Up In Smoke

Smoking medical marijuana relieves MS symptoms.

My husband and I recently saw a headline in the Canadian Medical Association Journal that read, “Smoking medical marijuana could help relieve some symptoms of multiple sclerosis”. I instantly began dreaming of buying a new house in California next to Montel’s medical marijuana dispensary.

The study found that people with M.S. who smoked cannabis have experienced decreased pain and spasticity. While, thank God, I don’t suffer from any pain, I do endure unbelievable spasticity and clonus in my legs. Sometimes they are stiff like planks of wood. While other times they shake uncontrollably. I currently treat this with muscle relaxers, so I began thinking, “Weed effects can’t be any worse on my body than prescription pills? Lets do this!”

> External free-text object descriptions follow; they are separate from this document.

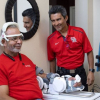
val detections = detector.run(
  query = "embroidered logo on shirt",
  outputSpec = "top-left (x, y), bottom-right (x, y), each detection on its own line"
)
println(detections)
top-left (25, 65), bottom-right (31, 67)
top-left (55, 42), bottom-right (59, 45)
top-left (70, 37), bottom-right (77, 43)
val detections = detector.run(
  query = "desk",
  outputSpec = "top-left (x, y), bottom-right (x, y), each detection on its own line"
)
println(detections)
top-left (43, 91), bottom-right (100, 100)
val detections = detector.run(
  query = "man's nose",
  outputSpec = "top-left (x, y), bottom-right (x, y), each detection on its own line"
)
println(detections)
top-left (24, 23), bottom-right (27, 28)
top-left (54, 21), bottom-right (59, 26)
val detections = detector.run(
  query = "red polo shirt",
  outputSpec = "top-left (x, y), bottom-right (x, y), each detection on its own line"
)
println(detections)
top-left (0, 53), bottom-right (43, 100)
top-left (47, 25), bottom-right (92, 69)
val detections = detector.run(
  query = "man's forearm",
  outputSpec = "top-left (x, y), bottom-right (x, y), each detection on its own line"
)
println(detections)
top-left (87, 51), bottom-right (94, 85)
top-left (87, 51), bottom-right (94, 69)
top-left (50, 59), bottom-right (56, 73)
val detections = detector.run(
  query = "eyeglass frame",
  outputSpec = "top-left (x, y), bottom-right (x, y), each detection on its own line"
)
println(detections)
top-left (7, 35), bottom-right (24, 42)
top-left (4, 33), bottom-right (24, 42)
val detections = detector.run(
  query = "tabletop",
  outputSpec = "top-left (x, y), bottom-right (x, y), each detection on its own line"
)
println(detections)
top-left (43, 91), bottom-right (100, 100)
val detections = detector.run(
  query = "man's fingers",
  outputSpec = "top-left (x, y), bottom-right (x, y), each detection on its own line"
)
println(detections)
top-left (68, 77), bottom-right (75, 80)
top-left (73, 82), bottom-right (82, 87)
top-left (87, 79), bottom-right (94, 86)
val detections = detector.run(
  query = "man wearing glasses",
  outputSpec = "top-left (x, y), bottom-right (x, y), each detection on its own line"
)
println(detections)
top-left (0, 22), bottom-right (43, 100)
top-left (47, 5), bottom-right (94, 91)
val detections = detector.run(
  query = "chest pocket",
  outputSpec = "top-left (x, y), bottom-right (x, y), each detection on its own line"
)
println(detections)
top-left (69, 41), bottom-right (81, 49)
top-left (67, 36), bottom-right (82, 49)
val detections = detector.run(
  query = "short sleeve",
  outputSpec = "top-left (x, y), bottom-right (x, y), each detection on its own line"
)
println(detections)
top-left (82, 29), bottom-right (93, 53)
top-left (47, 38), bottom-right (55, 61)
top-left (0, 64), bottom-right (8, 85)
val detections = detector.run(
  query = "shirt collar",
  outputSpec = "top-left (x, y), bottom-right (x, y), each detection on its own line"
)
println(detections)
top-left (56, 24), bottom-right (74, 38)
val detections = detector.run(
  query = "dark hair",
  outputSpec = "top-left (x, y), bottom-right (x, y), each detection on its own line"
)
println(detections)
top-left (22, 8), bottom-right (36, 23)
top-left (49, 5), bottom-right (67, 19)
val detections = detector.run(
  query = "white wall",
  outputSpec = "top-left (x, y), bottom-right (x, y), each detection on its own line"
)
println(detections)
top-left (0, 0), bottom-right (7, 53)
top-left (75, 0), bottom-right (88, 33)
top-left (93, 0), bottom-right (100, 92)
top-left (0, 0), bottom-right (7, 27)
top-left (88, 0), bottom-right (93, 46)
top-left (75, 0), bottom-right (88, 74)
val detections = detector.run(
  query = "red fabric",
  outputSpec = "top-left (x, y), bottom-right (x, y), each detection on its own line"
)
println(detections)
top-left (0, 54), bottom-right (43, 100)
top-left (47, 25), bottom-right (93, 69)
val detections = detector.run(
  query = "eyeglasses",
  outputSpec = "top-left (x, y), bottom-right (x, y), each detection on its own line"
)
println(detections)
top-left (63, 37), bottom-right (70, 49)
top-left (7, 36), bottom-right (24, 42)
top-left (2, 33), bottom-right (24, 42)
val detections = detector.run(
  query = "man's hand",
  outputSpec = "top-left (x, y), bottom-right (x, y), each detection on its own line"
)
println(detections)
top-left (87, 71), bottom-right (94, 86)
top-left (38, 73), bottom-right (47, 78)
top-left (68, 77), bottom-right (82, 87)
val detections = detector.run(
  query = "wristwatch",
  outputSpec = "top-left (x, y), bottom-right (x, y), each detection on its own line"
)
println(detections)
top-left (89, 69), bottom-right (95, 72)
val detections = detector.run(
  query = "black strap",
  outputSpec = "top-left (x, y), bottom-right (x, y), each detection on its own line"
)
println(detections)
top-left (18, 53), bottom-right (22, 61)
top-left (3, 52), bottom-right (22, 61)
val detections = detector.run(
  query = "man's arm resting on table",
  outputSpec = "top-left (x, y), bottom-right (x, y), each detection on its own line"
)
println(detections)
top-left (87, 51), bottom-right (94, 86)
top-left (50, 59), bottom-right (56, 73)
top-left (36, 66), bottom-right (47, 78)
top-left (0, 85), bottom-right (16, 100)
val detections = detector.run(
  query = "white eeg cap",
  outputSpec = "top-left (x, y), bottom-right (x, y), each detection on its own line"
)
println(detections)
top-left (2, 22), bottom-right (19, 33)
top-left (0, 22), bottom-right (20, 46)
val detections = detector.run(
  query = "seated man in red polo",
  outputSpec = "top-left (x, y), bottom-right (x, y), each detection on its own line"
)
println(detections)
top-left (0, 22), bottom-right (43, 100)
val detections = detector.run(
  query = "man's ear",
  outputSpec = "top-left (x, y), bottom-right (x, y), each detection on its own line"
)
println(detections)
top-left (65, 15), bottom-right (68, 22)
top-left (2, 39), bottom-right (7, 46)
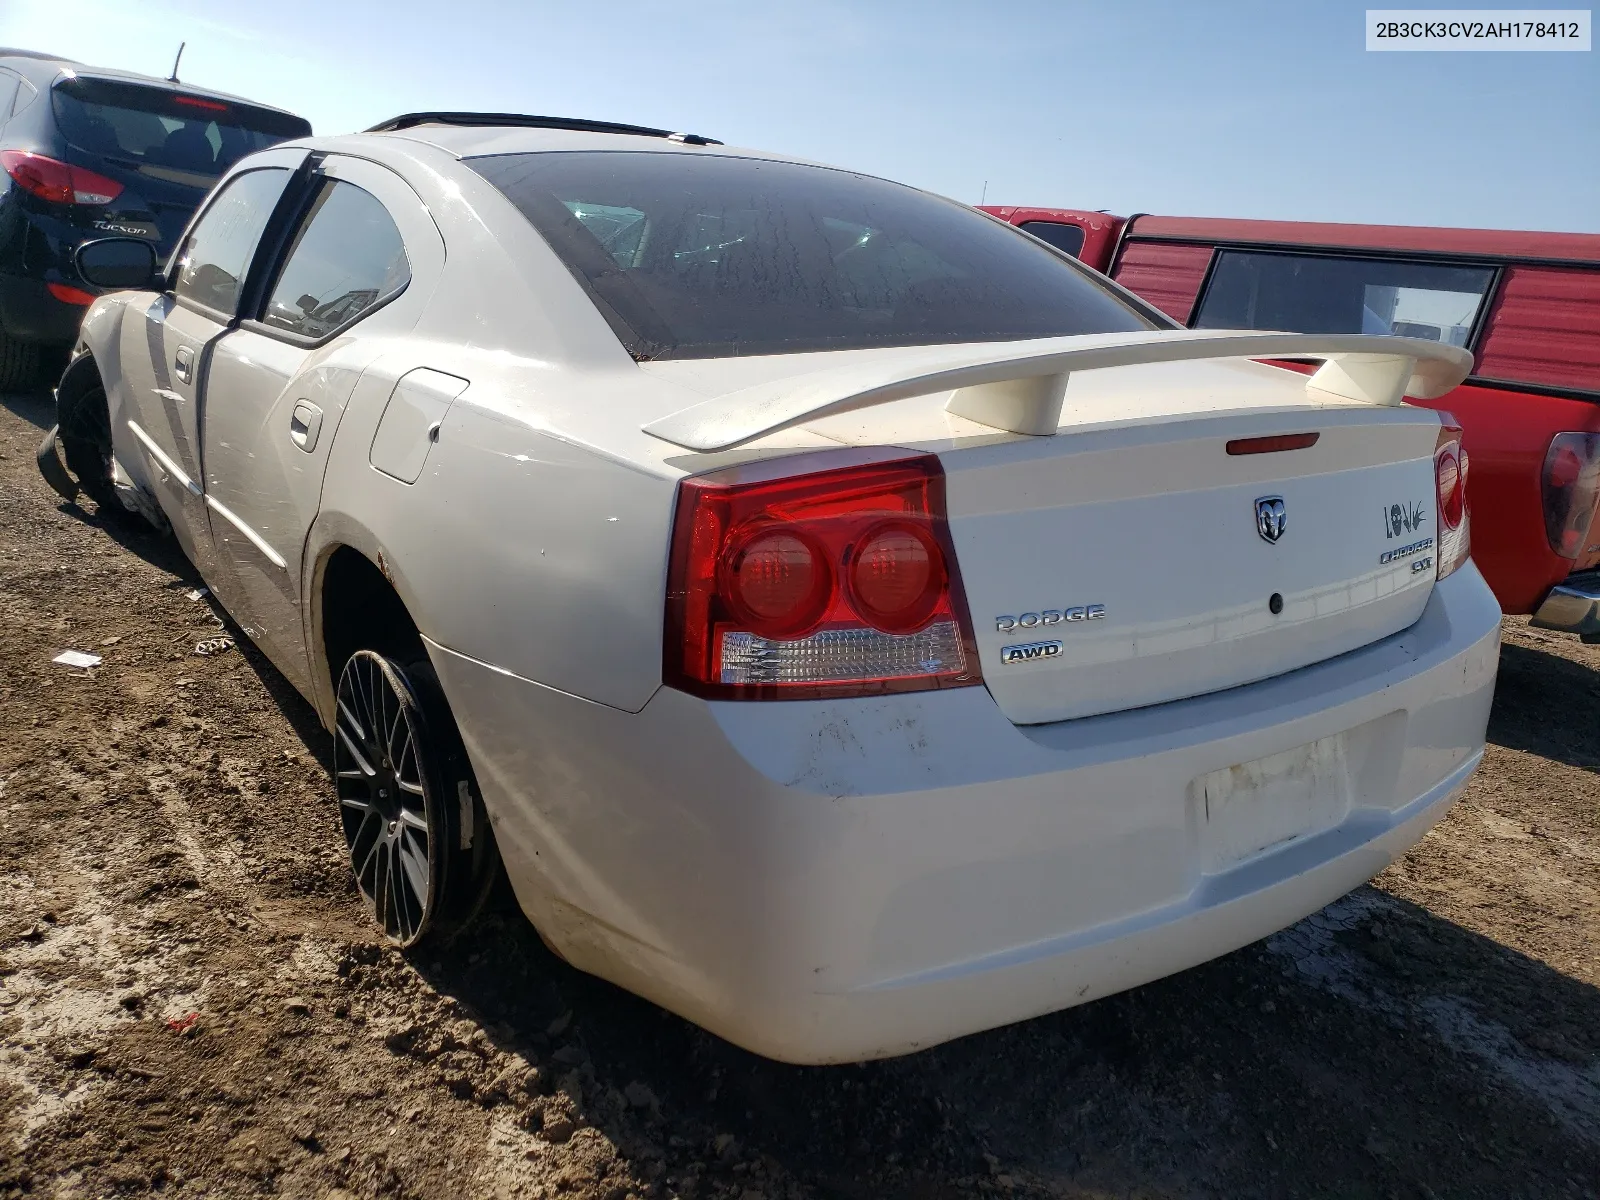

Then reality (i.e. my husband) spoke up as he continued reading and revealed some bad news. People who smoked the study’s cannabis had decreased cognitive functioning and scored low on tests that measured their focus. This result was supported by an earlier study in the journal, Neurology, which also showed Multiple Sclerosis patients who smoked medical marijuana have a doubled risk of developing cognitive impairments. While I would love to improve my spasticity, I can’t afford for my cognition to get any worse. Some of my main issues have been with my inability to track conversations, general confusion and memory.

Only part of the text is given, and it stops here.